I don’t want to get too deep into the ins and outs of why Hezbollah’s designation as a terrorist organisation in the first place is as much a matter of politics as public safety. Guardian journalist Nour Haydar has an excellent thread on Twitter laying out the process by which the government designated Hezbollah a terrorist organisation in 2021 after extensive lobbying from domestic Zionist advocacy groups and neoconservative Washington think-tanks. Nor do I want to rehash why it’s perfectly reasonable for Lebanese people — or Palestinians, or anyone being carpet-bombed by an occupying power — to express support for those who resist that occupation.

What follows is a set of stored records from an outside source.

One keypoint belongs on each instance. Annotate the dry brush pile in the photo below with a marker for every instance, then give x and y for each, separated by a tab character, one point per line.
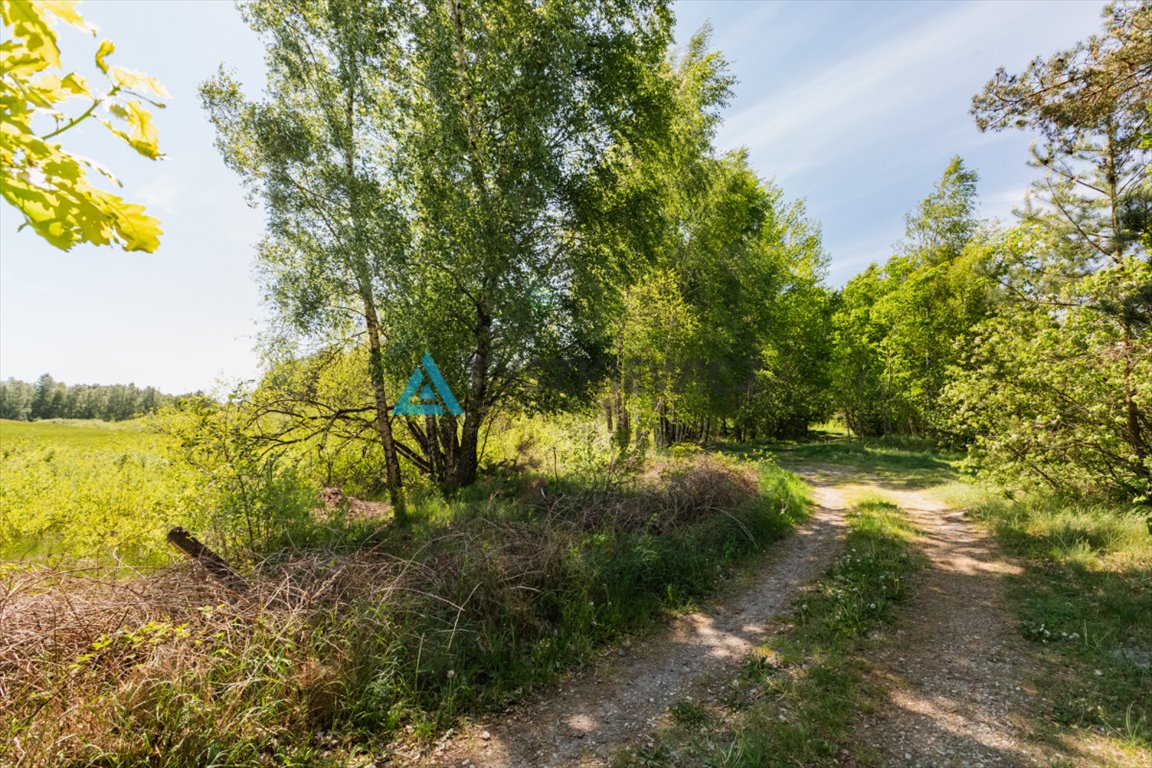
169	668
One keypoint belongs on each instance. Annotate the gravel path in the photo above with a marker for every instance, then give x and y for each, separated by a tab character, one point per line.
620	699
956	669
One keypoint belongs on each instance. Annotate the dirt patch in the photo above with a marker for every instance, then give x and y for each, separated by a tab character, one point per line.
621	698
955	668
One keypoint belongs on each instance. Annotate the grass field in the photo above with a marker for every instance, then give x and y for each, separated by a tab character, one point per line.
92	491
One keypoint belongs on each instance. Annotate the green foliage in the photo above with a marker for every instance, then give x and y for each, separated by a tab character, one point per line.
1085	600
1058	387
89	491
252	497
800	697
477	602
46	183
899	331
1044	393
54	400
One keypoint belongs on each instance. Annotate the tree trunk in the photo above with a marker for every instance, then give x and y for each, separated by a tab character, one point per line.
468	461
372	321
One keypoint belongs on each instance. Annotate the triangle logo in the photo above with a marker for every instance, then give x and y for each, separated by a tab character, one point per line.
426	393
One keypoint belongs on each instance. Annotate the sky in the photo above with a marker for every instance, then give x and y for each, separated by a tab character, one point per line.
854	107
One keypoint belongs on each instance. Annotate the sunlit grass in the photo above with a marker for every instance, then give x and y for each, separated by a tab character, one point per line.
1085	600
800	693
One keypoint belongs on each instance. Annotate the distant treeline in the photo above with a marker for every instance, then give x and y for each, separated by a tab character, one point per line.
48	398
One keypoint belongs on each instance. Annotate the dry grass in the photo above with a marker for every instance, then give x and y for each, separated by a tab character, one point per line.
166	667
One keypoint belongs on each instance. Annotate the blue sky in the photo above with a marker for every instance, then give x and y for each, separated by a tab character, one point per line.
856	107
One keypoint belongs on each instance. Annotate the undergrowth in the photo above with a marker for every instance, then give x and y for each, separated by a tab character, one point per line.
1085	600
332	652
798	694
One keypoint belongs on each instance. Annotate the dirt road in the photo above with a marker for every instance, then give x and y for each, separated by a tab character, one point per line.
621	698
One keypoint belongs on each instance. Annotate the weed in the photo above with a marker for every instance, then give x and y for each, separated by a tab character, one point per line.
483	599
1085	600
801	692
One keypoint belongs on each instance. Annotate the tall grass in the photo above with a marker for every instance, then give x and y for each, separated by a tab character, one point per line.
1085	600
798	697
484	599
98	492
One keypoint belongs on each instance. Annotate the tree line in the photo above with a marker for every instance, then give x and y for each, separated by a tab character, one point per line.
532	195
48	398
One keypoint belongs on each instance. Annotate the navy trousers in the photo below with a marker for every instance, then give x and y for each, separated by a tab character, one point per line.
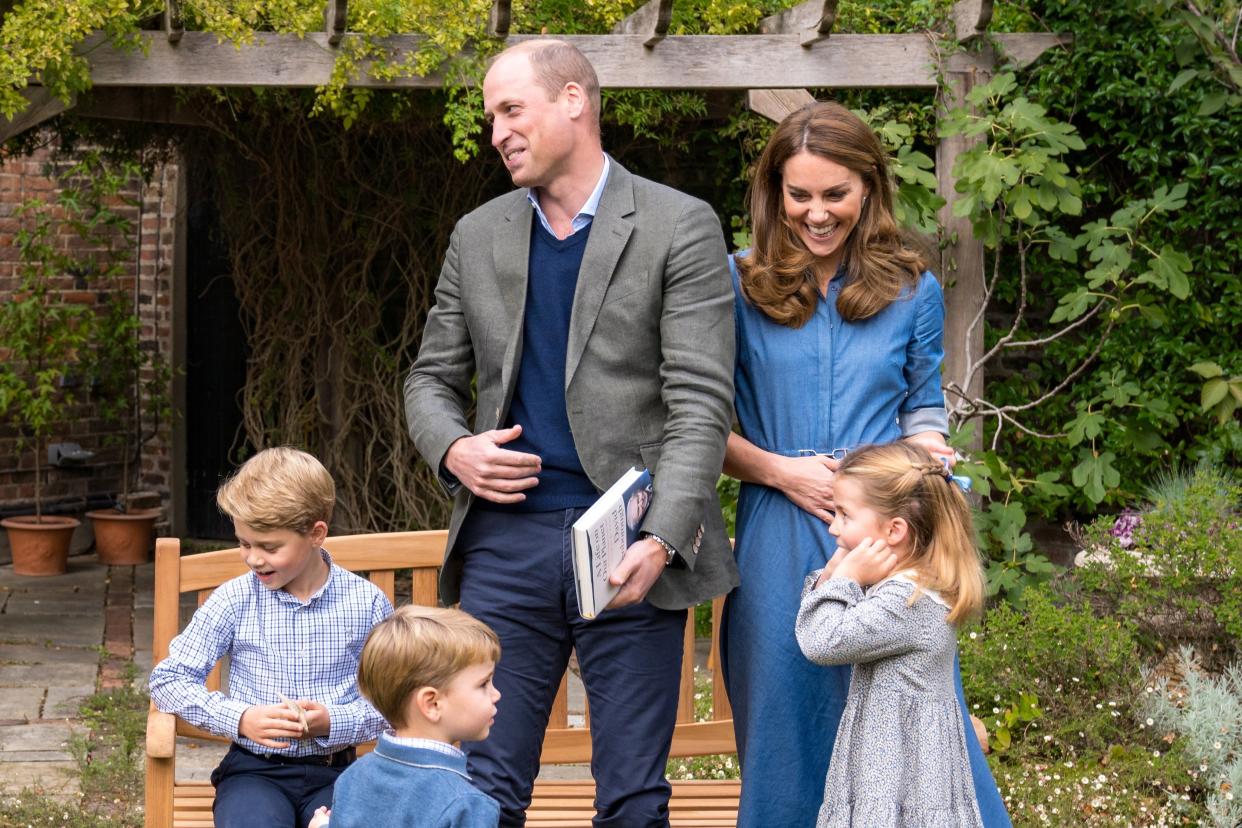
518	577
253	791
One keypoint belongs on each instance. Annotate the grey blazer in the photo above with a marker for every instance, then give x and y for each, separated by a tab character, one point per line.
648	371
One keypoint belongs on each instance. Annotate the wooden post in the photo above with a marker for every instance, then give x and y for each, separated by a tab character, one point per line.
650	19
174	25
778	103
498	20
961	258
334	20
812	19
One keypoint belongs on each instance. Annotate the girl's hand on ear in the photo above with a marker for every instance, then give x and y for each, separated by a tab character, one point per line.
868	562
831	566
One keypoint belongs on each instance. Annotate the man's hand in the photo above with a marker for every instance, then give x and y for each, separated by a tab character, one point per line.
868	562
318	721
491	472
933	441
807	483
637	572
273	725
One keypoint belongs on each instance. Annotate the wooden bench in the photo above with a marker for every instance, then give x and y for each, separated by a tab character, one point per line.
555	805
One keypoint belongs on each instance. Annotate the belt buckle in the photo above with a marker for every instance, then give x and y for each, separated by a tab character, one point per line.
836	453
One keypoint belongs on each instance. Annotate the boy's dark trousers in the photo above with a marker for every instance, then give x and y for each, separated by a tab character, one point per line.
276	791
518	577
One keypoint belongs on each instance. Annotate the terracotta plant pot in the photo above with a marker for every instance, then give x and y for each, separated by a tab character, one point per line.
123	538
40	548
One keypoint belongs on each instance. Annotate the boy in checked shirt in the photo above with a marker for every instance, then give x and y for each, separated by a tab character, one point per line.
293	628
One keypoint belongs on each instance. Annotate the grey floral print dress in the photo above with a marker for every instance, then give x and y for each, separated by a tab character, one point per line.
901	752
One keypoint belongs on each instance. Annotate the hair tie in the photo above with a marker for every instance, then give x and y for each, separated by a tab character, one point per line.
942	471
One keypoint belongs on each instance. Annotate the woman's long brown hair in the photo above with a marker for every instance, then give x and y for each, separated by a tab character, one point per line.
779	274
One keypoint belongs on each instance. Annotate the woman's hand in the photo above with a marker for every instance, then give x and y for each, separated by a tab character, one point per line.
807	483
933	442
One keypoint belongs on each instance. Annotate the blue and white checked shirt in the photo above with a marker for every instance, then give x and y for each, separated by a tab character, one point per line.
276	643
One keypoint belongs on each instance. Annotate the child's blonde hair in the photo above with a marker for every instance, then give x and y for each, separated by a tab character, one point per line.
903	481
419	647
278	488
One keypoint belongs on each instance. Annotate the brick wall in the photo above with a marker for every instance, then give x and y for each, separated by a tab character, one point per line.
73	489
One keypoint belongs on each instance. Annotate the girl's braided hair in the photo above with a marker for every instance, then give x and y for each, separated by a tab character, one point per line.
903	481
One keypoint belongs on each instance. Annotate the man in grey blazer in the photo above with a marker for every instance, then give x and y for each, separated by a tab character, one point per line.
593	312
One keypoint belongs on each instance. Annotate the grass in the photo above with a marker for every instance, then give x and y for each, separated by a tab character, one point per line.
109	771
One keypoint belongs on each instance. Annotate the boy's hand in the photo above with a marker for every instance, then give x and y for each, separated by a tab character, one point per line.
318	720
831	566
273	725
868	562
296	708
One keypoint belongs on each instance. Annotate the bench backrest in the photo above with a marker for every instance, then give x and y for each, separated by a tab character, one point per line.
380	556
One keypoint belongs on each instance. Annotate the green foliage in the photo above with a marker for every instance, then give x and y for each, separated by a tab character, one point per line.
1207	713
42	330
39	37
127	378
1051	670
1175	567
109	756
1158	232
1128	785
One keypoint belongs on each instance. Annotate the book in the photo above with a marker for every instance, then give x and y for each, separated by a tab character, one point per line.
602	534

a reporter asks Chomsky if he believes Hezbollah is a terrorist organization. He responds: No, the actual terrorists are the US and Israel, and the only reason Hezbollah is labelled as such by the Western media and political class is because they dare resist their genocidal mania
— ☀️👀 (@zei_squirrel)
12:18 AM • Sep 29, 2024
Instead I want to focus on the standard disclaimer that governments and police use whenever they’re gearing up for another assault on people’s civil rights — that they support the right to protest, really and truly, but not at the expense of “social cohesion”.
“Social cohesion” is the new “national security” — a meaningless catch-all phrase to justify any new method of brutalising people who object to genocide. It’s like the “gamble responsibly” you hear mumbled at the end of ten consecutive ads for whichever heinous new gambling app has just signed a sponsorship deal with the NRL. Whenever you hear it, your bullshit detector overheats.
Never mind that the government’s support for Israel’s genocide — including the targeted murder of Australian citizens, not to mention the thousands of loved ones in Gaza and Lebanon that Australians have lost in the last year — is to blame for community unrest. Never mind that police routinely instigate violence at peaceful protests, like when they pepper-sprayed a 13-year-old kid at Monday’s rally. Never mind that the media has been stoking fear and hatred against Muslims for decades.
The “cohesion” these institutions want to maintain has nothing to do with peace or harmony or any of the other Play School reasons they give. It’s about control — a control that the protests for Palestine and Lebanon pose a threat to.
A great many people have already been deemed worthy of sacrificing in order to maintain this “cohesion,” including the 15,000 Australians who have Palestinian ancestry, the 250,000 who have Lebanese ancestry, the more than 800,000 who are Muslim, and the countless people who have been targeted and persecuted for their advocacy. As if this week wasn’t proof enough, supposedly foundational aspects of our society like freedom of assembly and freedom of political expression are on the chopping block too. (I’m genuinely beginning to wonder whether writing stuff like this will earn me a knock on the door.)
What Albanese and co. don’t understand is that no one is doing any of this willingly. No one wants to be marching in the streets week in, week out. No one wants to be pepper sprayed by the cops or vilified by the media or doxxed by Zionist psychos. We’re doing it because the choice available to us is to “cohere” in a society that enables mass slaughter, or to resist.
Which, if you’re reading this, is no choice at all. See you in the CBD this weekend.